En cualquier caso, el «corazón» del cuadro del joven artista tenía algo tan orgánico-frutal que no se sabía si se oía el latido de la fresa o quizá era mejor darle un mordisco. La imagen estaba viva, y cuanto más la miraba, más me gustaba.

—Esto parece interesante. —Di unos golpecitos con el dedo en la foto—. Me gustaría ver el original.

—Está bien, sin problema. Mide dos por tres metros. Está colgado en mi estudio. Puede pasar a verlo cuando quiera. ¿O prefiere que se lo traiga aquí? Tampoco sería ningún problema. ¡Puedo traérselo hoy mismo!

—¡Santo cielo, no! —Me eché a reír, pero su entusiasmo me conmovió—. ¿Es acrílico? —pregunté para no caer en el sentimentalismo.

—No, óleo.
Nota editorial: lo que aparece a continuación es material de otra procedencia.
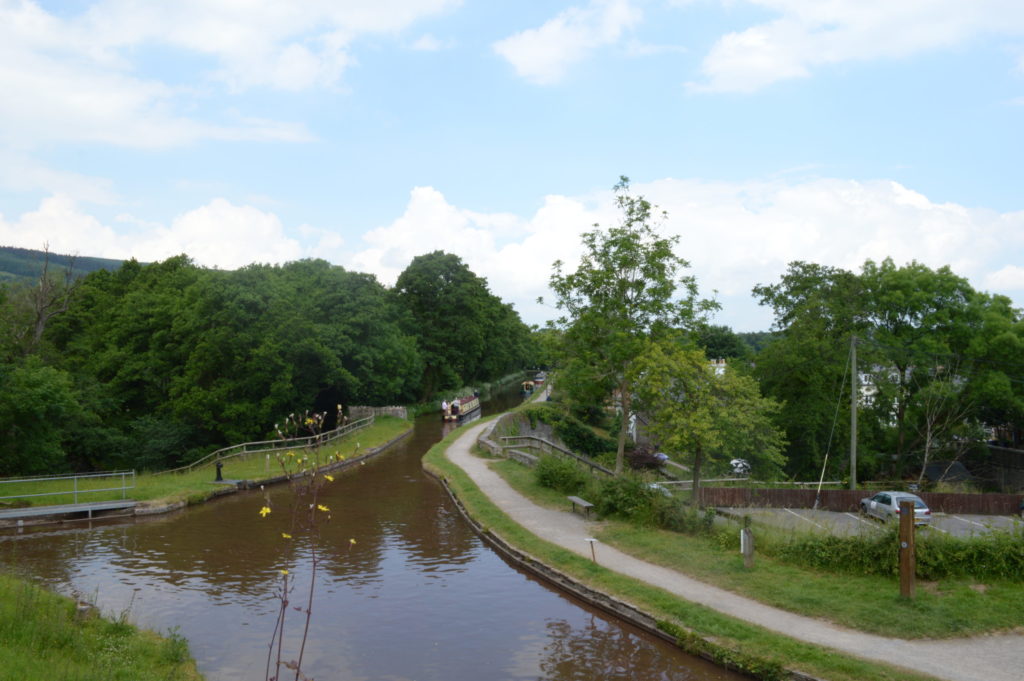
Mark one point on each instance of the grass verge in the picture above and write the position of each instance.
(761, 651)
(198, 485)
(869, 603)
(43, 637)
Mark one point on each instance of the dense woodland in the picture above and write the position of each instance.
(146, 367)
(940, 366)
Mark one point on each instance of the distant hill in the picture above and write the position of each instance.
(22, 264)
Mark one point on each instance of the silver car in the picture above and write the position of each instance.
(885, 506)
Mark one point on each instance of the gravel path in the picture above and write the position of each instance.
(998, 657)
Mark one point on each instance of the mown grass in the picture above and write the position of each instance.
(870, 603)
(199, 484)
(42, 637)
(739, 638)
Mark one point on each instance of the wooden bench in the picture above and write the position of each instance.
(582, 503)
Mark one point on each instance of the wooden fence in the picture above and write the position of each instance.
(849, 500)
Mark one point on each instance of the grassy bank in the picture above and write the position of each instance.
(197, 485)
(751, 646)
(43, 637)
(870, 603)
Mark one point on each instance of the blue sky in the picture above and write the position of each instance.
(369, 131)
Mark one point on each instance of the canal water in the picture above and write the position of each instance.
(418, 596)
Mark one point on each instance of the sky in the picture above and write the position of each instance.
(367, 132)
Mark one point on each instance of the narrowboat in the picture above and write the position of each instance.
(461, 408)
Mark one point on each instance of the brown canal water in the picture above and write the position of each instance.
(418, 596)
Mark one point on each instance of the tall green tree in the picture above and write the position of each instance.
(465, 333)
(925, 338)
(704, 416)
(36, 402)
(623, 293)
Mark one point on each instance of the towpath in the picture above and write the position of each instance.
(997, 657)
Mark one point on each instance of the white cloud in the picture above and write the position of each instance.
(217, 235)
(72, 78)
(544, 55)
(428, 43)
(1010, 278)
(734, 235)
(810, 34)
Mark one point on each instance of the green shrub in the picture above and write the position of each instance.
(997, 555)
(577, 435)
(630, 497)
(558, 473)
(684, 518)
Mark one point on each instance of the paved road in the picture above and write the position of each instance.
(960, 524)
(979, 658)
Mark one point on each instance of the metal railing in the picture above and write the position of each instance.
(273, 445)
(547, 447)
(76, 488)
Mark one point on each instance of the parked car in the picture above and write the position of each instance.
(885, 506)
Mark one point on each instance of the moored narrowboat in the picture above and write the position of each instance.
(460, 408)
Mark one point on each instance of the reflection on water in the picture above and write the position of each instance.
(418, 596)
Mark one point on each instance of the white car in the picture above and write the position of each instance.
(885, 506)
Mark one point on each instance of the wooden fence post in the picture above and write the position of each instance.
(907, 558)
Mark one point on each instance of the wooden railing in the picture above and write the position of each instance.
(849, 500)
(546, 447)
(273, 445)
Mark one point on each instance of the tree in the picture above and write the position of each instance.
(704, 416)
(621, 294)
(720, 342)
(913, 324)
(35, 403)
(465, 333)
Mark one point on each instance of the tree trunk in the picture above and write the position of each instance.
(697, 461)
(624, 427)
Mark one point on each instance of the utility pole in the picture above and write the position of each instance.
(853, 413)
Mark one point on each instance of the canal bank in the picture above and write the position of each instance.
(418, 595)
(766, 632)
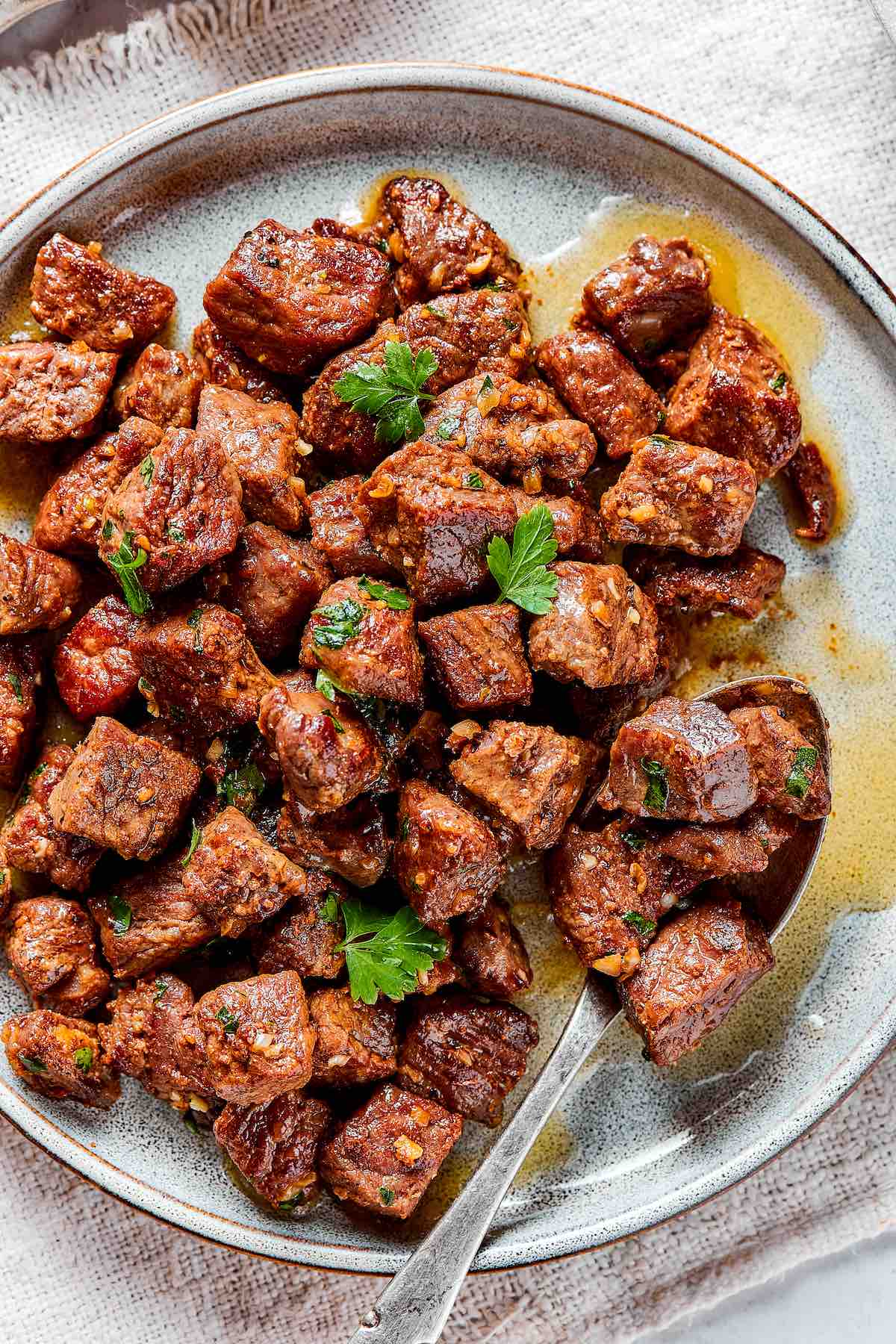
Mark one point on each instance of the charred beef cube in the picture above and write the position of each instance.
(736, 396)
(601, 628)
(601, 388)
(124, 792)
(50, 393)
(363, 633)
(274, 1147)
(328, 757)
(531, 777)
(181, 507)
(692, 974)
(447, 860)
(262, 443)
(673, 495)
(655, 296)
(477, 658)
(60, 1058)
(680, 761)
(788, 768)
(356, 1042)
(467, 1055)
(292, 300)
(257, 1038)
(38, 591)
(386, 1155)
(78, 295)
(491, 952)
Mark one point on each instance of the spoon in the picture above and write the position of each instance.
(418, 1301)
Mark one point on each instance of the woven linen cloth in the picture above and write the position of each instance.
(806, 90)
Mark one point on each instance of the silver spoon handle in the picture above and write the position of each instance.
(417, 1303)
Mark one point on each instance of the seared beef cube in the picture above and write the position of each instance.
(94, 665)
(363, 633)
(600, 386)
(736, 396)
(70, 512)
(50, 393)
(447, 860)
(328, 757)
(601, 628)
(692, 974)
(38, 591)
(432, 515)
(181, 507)
(532, 777)
(124, 792)
(272, 581)
(440, 243)
(673, 495)
(262, 443)
(198, 667)
(60, 1058)
(30, 840)
(788, 768)
(680, 761)
(653, 296)
(81, 296)
(274, 1147)
(736, 585)
(257, 1038)
(477, 658)
(386, 1155)
(292, 300)
(356, 1042)
(491, 952)
(467, 1055)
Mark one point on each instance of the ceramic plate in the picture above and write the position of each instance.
(568, 176)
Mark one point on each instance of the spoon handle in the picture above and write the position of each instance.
(418, 1301)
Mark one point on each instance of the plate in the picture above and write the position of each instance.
(568, 175)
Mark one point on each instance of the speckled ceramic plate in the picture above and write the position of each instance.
(568, 176)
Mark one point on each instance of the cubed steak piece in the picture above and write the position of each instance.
(60, 1058)
(680, 761)
(601, 388)
(38, 591)
(124, 792)
(80, 295)
(274, 1147)
(467, 1055)
(386, 1155)
(50, 393)
(692, 974)
(788, 768)
(655, 296)
(290, 300)
(736, 396)
(601, 628)
(447, 860)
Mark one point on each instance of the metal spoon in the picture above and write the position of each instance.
(418, 1301)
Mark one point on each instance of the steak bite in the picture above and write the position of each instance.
(386, 1155)
(692, 974)
(60, 1058)
(292, 300)
(447, 860)
(601, 388)
(736, 396)
(601, 628)
(124, 792)
(467, 1055)
(80, 295)
(682, 761)
(50, 393)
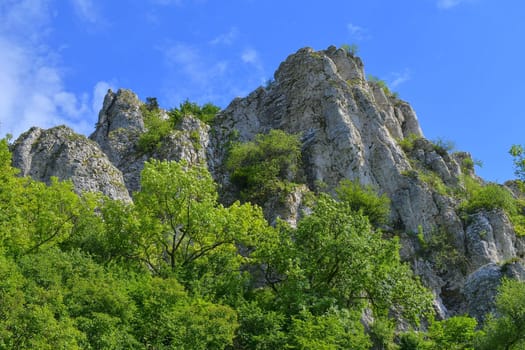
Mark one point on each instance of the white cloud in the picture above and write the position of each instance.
(399, 78)
(226, 38)
(85, 9)
(32, 89)
(167, 2)
(447, 4)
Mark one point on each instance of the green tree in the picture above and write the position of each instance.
(335, 329)
(518, 154)
(364, 199)
(206, 113)
(505, 329)
(182, 226)
(455, 333)
(334, 257)
(265, 166)
(168, 318)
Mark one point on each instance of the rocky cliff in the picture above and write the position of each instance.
(350, 128)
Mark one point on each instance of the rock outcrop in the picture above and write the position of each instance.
(120, 125)
(355, 129)
(350, 128)
(62, 153)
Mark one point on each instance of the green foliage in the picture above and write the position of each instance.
(382, 85)
(443, 147)
(457, 333)
(205, 113)
(441, 250)
(407, 143)
(335, 329)
(518, 154)
(334, 258)
(489, 197)
(157, 128)
(183, 227)
(352, 49)
(265, 166)
(165, 272)
(506, 328)
(365, 200)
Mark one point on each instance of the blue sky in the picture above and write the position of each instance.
(460, 63)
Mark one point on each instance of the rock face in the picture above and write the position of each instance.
(355, 129)
(60, 152)
(350, 128)
(120, 125)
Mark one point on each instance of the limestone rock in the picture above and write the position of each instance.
(481, 288)
(120, 126)
(62, 153)
(490, 238)
(350, 130)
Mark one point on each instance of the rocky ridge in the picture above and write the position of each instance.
(350, 128)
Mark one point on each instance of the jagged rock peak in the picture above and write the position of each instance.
(349, 126)
(62, 153)
(120, 110)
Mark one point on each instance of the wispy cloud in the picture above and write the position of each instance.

No me gustan las pinturas acrílicas. —Miró un momento la foto, y su gesto se endureció—. Lo pinté cuando mi novia me dejó. —Se golpeó el pecho con la mano izquierda—. ¡Un gran dolor!

—Y… ANE… ¿es usted? —pregunté sin tener en cuenta su confesión, y señalé la firma.

—Sí, tío.
C’est moi!

Miré su tarjeta de visita y levanté las cejas.

—¿Julien d’Ovideo? —pregunté.

—Sí, me llamo así —confirmó él—. Pero firmo como ANE. Es de los tiempos de los grafitis, ¿sabe? El Arte Necesita Espacio. —Sonrió—. Sigue siendo mi lema.

Una hora más tarde de lo previsto cerré la puerta de mi galería, no sin prometerle a Julien que después de Año Nuevo me pasaría por su estudio.

—¡Genial, tío, es mi mejor regalo de Navidad! —dijo cuando nos despedimos. Le di la mano, él se subió de un salto a su bicicleta y yo me fui paseando con Cézanne Rue de Seine abajo para tomar algo en La Palette.

En los primeros días de enero visité, en efecto, a Julien d’Ovideo en su modesto estudio del barrio de Bastille. Contemplé sus trabajos, me parecieron bastante notables, y al final me llevé el
Corazón de fresa
y lo colgué en mi galería a modo de prueba.

Dos semanas más tarde estaba ante él Jane Hirstmann —una coleccionista americana que era además uno de mis mejores clientes—, soltando fuertes gritos de admiración.


It’s amazing, darling! Just amazing!

Sacudió sus rizos pelirrojos, que flotaban en todas direcciones, lo que le daba un toque bastante dramático, retrocedió un paso y observó el cuadro durante unos minutos con los ojos entornados.

—Esto es la defensa de la pasión en el arte —dijo finalmente, y sus grandes pendientes de aro dorados vibraban con cada palabra—.
Wow! I love it, it’s great!

El cuadro era grande de verdad. Yo sabía que Jane Hirstmann era fan de los cuadros de gran formato, una locura especial suya, aunque tampoco ese era el único criterio para ella, que a lo largo de los últimos años había adquirido algunas pinturas nada insignificantes de la Wallace-Foundation.